Genital Prolapse: Surgical Therapy

In cases of pronounced descensus (prolapse) symptoms, vaginal hysterectomy (hysterectomy) with anterior and posterior colporrhaphy (vaginal tightening) and perineoplasty is usually performed.

In the case of a pronounced descensus problem that can no longer be managed conservatively, various surgical procedures can be considered. Vaginal hysterectomy (removal of the uterus through the vagina) with anterior and posterior colporrhaphy (vaginoplasty) and perineoplasty, which was frequently performed in the past, is increasingly being used less in favor of organ-preserving procedures. Which surgical intervention is performed depends primarily on the anatomic changes, symptoms and complaints. In other words, the approach today is highly individualized and usually attempts to preserve the uterus (womb) regardless of whether or not there is descensus, i.e., it is lowered or not. This individuality of the surgical procedure is possible today because the surgical spectrum has expanded with the use of plastic tapes and meshes. With these procedures, it is now possible to compensate for the congenital tissue insufficiency (tissue weakness). If stress incontinence is present at the same time, the urethra is usually padded in a U-shape with a plastic band that is placed tension-free suburethrally (under the urethra).
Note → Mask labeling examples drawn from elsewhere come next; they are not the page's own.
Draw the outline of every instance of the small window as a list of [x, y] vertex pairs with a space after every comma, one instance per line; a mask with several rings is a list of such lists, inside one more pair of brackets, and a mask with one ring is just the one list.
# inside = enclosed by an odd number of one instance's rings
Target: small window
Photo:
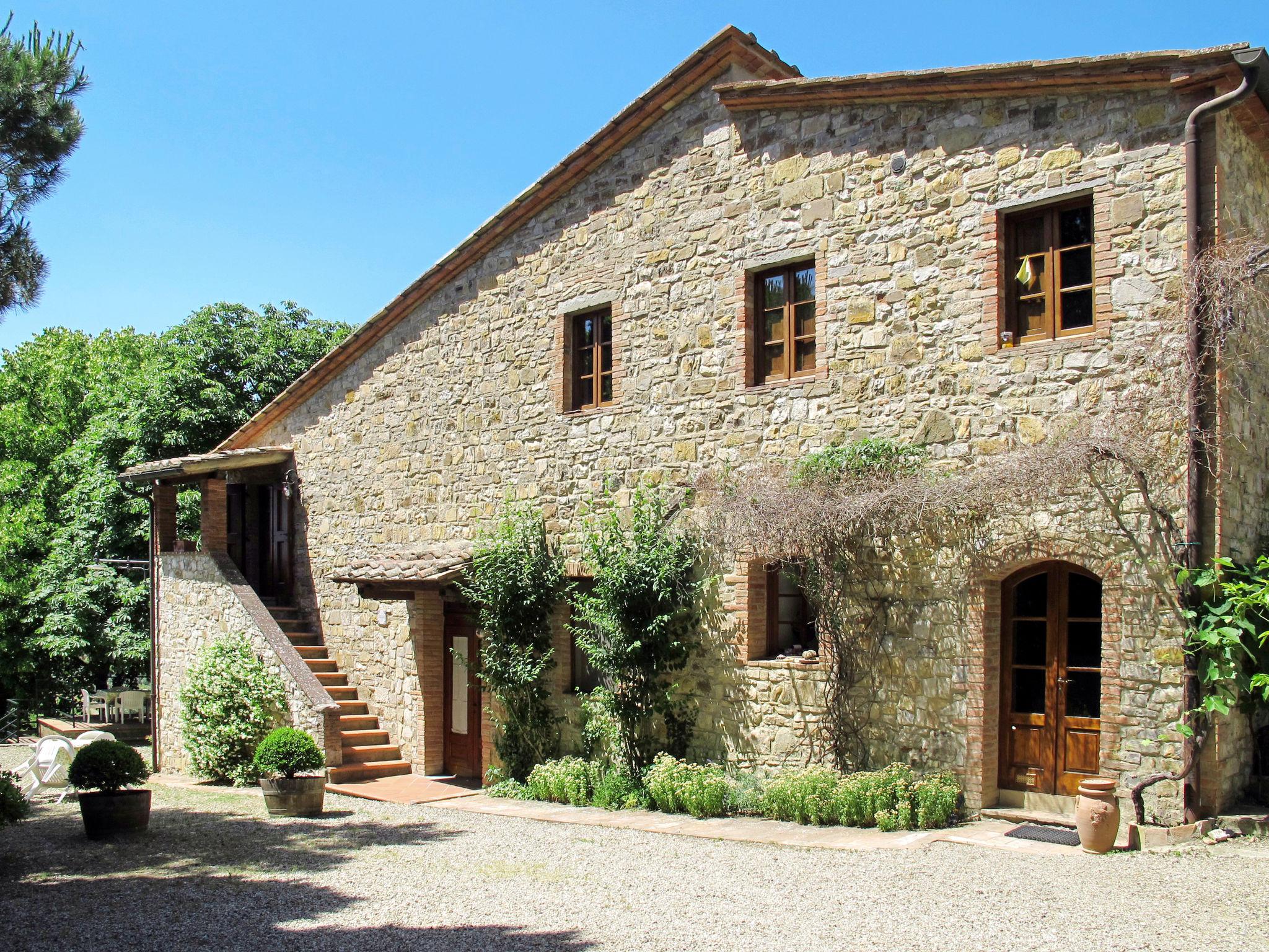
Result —
[[1015, 344], [1093, 330], [1091, 199], [1008, 216], [1004, 265], [1001, 330]]
[[569, 345], [570, 410], [613, 402], [613, 311], [605, 307], [571, 317]]
[[806, 598], [802, 571], [792, 565], [766, 567], [766, 655], [801, 656], [819, 651], [815, 614]]
[[754, 277], [754, 383], [815, 373], [815, 263]]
This is the so-called TVT (tension-free vaginal tape) or TOT (trans-obturator technique) procedure:

  • TVT (tension free vaginal tapes) – this is a plastic tape, which is placed tension-free over the vagina under the urethra, so that the urethra is stabilized at increased intra-abdominal pressure (abdominal pressure); it is discharged retropubically (behind the pubic branch).
  • TOT (trans-obturator technique) – a plastic band is placed tension-free under the urethra and drained via the thigh bends (variant of TVT surgery).